Plaintiff sued Defendant in federal court for negligence for an accident that occurred in Pennsylvania. Under Pennsylvania law, Plaintiff was a trespasser and would have to prove Defendant was wantonly negligent. Under the general rule, however, Defendant only owed a duty of ordinary care to Plaintiff. The District Court applied the general rule and the jury returned a verdict for Plaintiff that was upheld by the Court of Appeals.
Synopsis of Rule of Law.
The term “laws” in Section 34 in the Judiciary Act of 1789 (the “Rules of Decision Act”) refers to the decisions of local tribunals as well as state statutes, their interpretations by the courts, and the rights and titles to things having a permanent locality.
Facts.
Tompkins (Plaintiff) was walking along a path next to railroad tracks in Pennsylvania when an object protruding from a train struck him. Plaintiff sued Erie Railroad Company (Defendant), the owner of the property, for negligence in federal court. Defendant is based in New York.
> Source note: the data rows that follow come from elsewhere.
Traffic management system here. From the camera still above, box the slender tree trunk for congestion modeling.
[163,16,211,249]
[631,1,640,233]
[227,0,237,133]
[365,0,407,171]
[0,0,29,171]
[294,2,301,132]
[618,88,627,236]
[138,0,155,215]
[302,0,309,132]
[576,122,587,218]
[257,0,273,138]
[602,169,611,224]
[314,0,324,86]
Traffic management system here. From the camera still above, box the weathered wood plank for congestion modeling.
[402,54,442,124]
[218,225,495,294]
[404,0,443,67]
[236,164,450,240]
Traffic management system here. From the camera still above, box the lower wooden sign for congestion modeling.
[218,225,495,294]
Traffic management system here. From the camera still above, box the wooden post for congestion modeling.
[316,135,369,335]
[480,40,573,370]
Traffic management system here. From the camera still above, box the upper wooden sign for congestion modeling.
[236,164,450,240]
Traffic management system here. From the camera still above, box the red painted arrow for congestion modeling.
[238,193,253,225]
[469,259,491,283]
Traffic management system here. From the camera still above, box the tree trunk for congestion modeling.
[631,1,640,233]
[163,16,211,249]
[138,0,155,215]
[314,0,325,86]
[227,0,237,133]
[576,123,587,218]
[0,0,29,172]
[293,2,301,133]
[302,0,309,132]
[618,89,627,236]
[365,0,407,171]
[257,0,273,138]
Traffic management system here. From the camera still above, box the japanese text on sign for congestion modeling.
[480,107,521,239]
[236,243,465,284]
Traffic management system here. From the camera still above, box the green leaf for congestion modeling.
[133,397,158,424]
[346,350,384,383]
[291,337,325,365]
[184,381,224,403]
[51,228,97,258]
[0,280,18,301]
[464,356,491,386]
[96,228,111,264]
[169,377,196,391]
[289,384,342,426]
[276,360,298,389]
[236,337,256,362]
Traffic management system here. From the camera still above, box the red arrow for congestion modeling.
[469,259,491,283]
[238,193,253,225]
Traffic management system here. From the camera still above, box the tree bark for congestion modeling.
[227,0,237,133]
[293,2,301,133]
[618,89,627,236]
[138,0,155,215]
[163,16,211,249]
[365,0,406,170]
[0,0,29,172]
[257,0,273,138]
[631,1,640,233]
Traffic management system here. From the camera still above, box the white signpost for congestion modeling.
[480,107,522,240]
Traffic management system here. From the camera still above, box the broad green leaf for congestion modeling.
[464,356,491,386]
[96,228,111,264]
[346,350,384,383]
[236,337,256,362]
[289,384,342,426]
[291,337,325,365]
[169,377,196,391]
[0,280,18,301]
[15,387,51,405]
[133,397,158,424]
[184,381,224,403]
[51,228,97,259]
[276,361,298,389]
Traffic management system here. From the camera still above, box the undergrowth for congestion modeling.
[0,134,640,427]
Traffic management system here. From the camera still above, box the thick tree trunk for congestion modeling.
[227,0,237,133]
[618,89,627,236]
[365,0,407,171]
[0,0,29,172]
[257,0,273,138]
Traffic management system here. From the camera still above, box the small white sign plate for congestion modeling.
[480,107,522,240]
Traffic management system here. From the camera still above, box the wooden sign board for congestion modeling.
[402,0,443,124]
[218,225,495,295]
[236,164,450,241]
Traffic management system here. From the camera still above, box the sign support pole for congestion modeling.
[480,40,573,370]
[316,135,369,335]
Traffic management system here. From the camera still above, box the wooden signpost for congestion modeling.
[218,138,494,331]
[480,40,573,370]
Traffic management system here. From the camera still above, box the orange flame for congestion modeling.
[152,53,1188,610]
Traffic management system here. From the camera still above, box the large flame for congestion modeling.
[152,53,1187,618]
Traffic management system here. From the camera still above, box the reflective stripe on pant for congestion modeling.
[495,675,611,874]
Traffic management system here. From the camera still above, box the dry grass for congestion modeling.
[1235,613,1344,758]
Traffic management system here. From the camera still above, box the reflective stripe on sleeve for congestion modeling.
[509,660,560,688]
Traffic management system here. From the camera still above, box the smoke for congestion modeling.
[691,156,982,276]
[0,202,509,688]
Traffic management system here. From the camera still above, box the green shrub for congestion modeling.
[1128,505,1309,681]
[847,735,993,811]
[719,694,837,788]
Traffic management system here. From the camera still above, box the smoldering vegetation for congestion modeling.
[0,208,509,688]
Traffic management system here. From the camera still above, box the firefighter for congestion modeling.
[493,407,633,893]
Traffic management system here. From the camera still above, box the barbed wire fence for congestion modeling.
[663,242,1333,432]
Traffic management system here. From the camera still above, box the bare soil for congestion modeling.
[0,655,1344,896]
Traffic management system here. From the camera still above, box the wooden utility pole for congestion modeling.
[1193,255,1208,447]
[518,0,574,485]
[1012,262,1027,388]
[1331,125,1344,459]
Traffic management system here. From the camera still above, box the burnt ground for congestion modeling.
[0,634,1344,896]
Under Pennsylvania law, Plaintiff was a trespasser and Defendant only owed a duty to avoid wanton negligence. The majority rule, however, is that a railroad owes a duty of ordinary care to a traveler on a footpath. The District Court applied the general law and found for Plaintiff. The Court of Appeals affirmed.
Issue.
Under Section 34 of the federal Judiciary Act of 1789, should Pennsylvania law apply to Plaintiff’s case?
Held.
Yes. [Swift v. Tyson, 41 U.S. (16 Pet.) 1, 10 L.Ed. 865 (1842)], is overruled. The doctrine irrationally favored state statutory law over state common law. Thus, Swift favored out-of-state litigants over in-state litigants because the out-of-state litigant could ensure that a case would be heard in federal court if it did not like the common law applicable in state court. Federal courts are courts of limited jurisdiction and thus cannot “supervise” the decisions of the state courts unless such authority is specifically delegated to them in the constitution. Thus, there is no federal common law. State common law and statutes should be given equal force in the federal courts deciding state law. Section 34 is not unconstitutional, just the doctrine of Swift v. Tyson.
Dissent.
Justice Butler: The Court considered a question that was not raised. Furthermore, the case cited as grounds for overruling Swift v. Tyson was a single dissent authored 50 years after the Tyson decision was announced. The Court does find Section 34 unconstitutional, and it did not give counsel a chance to argue the constitutional question. Finally, the constitutionality of Section 34 need not have been considered because the evidence shows that Plaintiff was guilty of contributory negligence. Therefore, the judgment should be reversed. Concurrence. Justice Reed: The rule in Swift was not unconstitutional, it was just erroneous. The Court’s opinion here implies that the federal courts must follow state decisions involving substantive law, whether Congress legislates or not, because to not follow state decisions would violate the constitutional autonomy of the states. This implication is questionable, because under Article III and the necessary and proper clause, Congress can restrict federal courts’ adherence to state common law.
Discussion.
This case articulates what is known as the “Erie doctrine”: a federal court sitting in diversity applies substantive state law. Erie expanded the definition of Section 34 of the Judiciary Act of 1789 to include state court decisions. The two policies emphasized in Erie: uniformity of state court decisions and prevention of discrimination between residents and non-residents, are mentioned frequently in subsequent decisions that support and refine Erie. Only the concurring opinion of Justice Reed explicitly states that a federal court should apply state substantive law and federal procedural law.